Şimdi meselemiz şu: Bu projenin, bu paradigmanın bizzat kendisine karşı mıyız?
Olabilir; örneğin Kürt hareketi yarın oturur, “olmadı bu iş, biz başka bir şey deneyeceğiz” der, anlarım.
Olabilir; Türkiye sol hareketinin de öyle unsurları çıkabilir ve diyebilir ki, “biz başka bir yol bulduk, oradan muazzam sonuçlar elde edeceğiz.” Onu da anlarım. Bugün itibarıyla böyle bir yol bulan olursa, kalemim ve naçizane fiziki varlığımla hizmetlerinde olmayı da görev addederim.
Ama şimdi, şu anda soru çok net: Bu proje kötü bir proje midir? Yanlış mıdır?

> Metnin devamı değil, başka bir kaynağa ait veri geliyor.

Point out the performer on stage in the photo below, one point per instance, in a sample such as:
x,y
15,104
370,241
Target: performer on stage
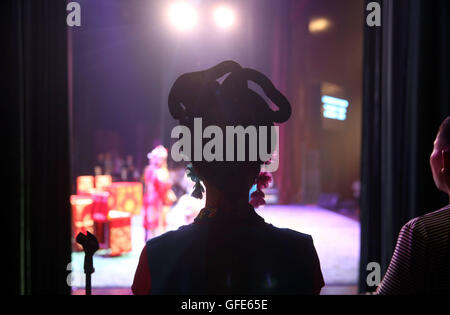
x,y
158,192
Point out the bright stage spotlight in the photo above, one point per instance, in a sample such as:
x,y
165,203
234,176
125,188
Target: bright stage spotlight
x,y
183,16
224,16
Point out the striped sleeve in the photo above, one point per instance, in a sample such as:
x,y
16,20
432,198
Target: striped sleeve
x,y
408,268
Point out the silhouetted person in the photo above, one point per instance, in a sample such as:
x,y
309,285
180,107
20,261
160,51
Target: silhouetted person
x,y
229,249
421,261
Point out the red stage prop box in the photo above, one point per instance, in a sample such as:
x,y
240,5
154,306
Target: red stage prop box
x,y
103,181
82,220
125,197
119,232
85,184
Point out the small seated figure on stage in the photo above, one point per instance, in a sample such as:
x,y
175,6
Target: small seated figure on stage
x,y
158,196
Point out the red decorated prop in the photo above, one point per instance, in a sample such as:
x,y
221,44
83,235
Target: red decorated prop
x,y
125,197
85,184
103,181
82,219
119,232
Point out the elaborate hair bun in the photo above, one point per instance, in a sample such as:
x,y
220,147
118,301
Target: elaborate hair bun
x,y
196,93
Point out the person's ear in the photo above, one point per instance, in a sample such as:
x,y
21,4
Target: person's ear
x,y
446,159
445,171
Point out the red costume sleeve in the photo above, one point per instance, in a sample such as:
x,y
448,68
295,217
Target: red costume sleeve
x,y
142,280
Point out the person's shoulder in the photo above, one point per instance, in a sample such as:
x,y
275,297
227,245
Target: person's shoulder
x,y
439,217
173,237
289,235
421,226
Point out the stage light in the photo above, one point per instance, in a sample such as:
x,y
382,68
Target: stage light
x,y
335,108
319,25
183,16
224,17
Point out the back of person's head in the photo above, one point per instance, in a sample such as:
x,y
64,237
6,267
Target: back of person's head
x,y
440,158
232,103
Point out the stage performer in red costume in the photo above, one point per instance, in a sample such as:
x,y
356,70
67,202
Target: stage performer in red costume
x,y
158,192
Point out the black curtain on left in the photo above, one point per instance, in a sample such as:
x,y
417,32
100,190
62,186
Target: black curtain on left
x,y
36,216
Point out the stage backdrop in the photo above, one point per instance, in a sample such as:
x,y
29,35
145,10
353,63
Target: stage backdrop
x,y
406,97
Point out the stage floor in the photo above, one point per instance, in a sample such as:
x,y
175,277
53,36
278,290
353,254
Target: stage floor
x,y
336,238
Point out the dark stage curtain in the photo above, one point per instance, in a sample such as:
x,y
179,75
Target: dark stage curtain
x,y
406,87
36,216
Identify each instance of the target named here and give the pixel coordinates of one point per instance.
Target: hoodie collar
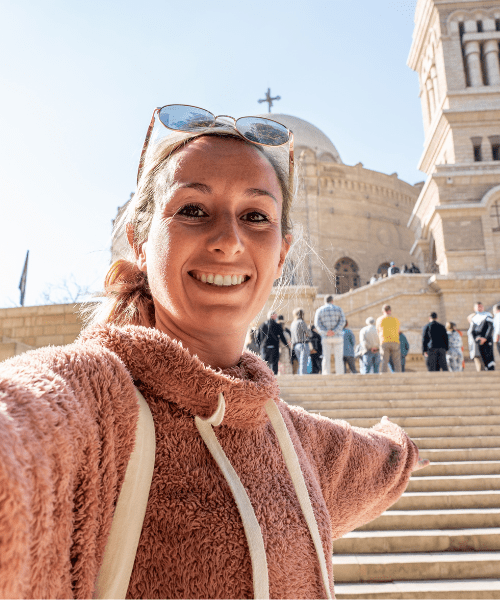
(162, 368)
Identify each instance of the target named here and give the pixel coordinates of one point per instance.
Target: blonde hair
(127, 296)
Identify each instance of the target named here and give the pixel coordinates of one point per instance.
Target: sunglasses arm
(146, 143)
(291, 163)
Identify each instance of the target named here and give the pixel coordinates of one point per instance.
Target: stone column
(430, 97)
(473, 57)
(433, 75)
(490, 50)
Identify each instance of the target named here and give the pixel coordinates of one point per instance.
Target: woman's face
(215, 245)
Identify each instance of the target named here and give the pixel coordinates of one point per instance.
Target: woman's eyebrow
(201, 187)
(260, 192)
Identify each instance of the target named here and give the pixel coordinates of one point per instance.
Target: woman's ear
(139, 249)
(286, 242)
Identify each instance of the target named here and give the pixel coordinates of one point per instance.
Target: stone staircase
(442, 538)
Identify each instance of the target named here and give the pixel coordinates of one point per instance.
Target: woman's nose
(226, 237)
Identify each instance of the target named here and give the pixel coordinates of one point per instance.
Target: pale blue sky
(80, 79)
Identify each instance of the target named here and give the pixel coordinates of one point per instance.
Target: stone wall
(37, 326)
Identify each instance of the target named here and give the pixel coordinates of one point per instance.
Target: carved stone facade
(455, 51)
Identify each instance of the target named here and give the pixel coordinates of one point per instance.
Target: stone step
(490, 388)
(431, 421)
(477, 441)
(454, 589)
(376, 412)
(421, 540)
(359, 568)
(441, 500)
(386, 378)
(358, 394)
(435, 519)
(454, 454)
(463, 467)
(400, 403)
(455, 483)
(443, 431)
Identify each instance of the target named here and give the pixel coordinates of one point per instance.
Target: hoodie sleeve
(67, 425)
(361, 471)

Böyleyse, tamam. Eyvallah.
Ama değilse, o zaman sorun, bu projenin yürütülüş biçimindedir ve o mutlaka her gün yapılması gereken bir tartışmadır. Ama orada, “bu solcular nereden çıktı” laflarının da, Kürtlerle aynı karede olmanın sıkıntılarının da yeri yoktur. Bu bir ilişkiler projesiyse eğer, her ilişki, kişisel yaşamımızda bile çözülecek sorunlar yumağı anlamına gelir. Yani en güzeli tek olmaktır! Başka bir güçle temas ettiğin andan itibaren ise mutlaka sorunlar yaşanır, çözülür, yeniden yaşanır. İkincisi, orada, şu benim oyumla seçildi de diyemezsin; senin oy verdiğin şey, bir paradigmadır, senet tahsilatı filan yapmıyorsun; seçilenin de kendinde keramet bulmasının manası yoktur; onun aldığı oy da bir projenin başarısına verilmiştir. Kürt coğrafyasının en dindar ilçelerinden olan Cizre halkının, bütün o “haçlı ittifakı” demagojilerini elinin tersiyle itip oy verdiği yerle, İstanbul’daki emekli öğretmenin “törörö” korkutmalarına kulak asmayıp oy verdiği yer, aynı projedir. Ankara Garı’nın önünde birbirine karışan kan da, bunun mührüdür.
Bu proje doğru yürütülüyor mu? Tartışırız, tartışıyoruz. Ama bu bir şeydir; projenin kendisini tartışıyorsak, o ayrı bir şeydir. Hiçbir tartışmaya “kötü niyet” olarak yaklaşmıyorum ama yeniden söylüyorum: Bu paradigma doğru mu değil mi? Doğru değil diyenin elini tutan yok. Ama doğruysa, o zaman işimiz daha zor. Doğru olanın doğru yapılması için uğraşacağız demektir.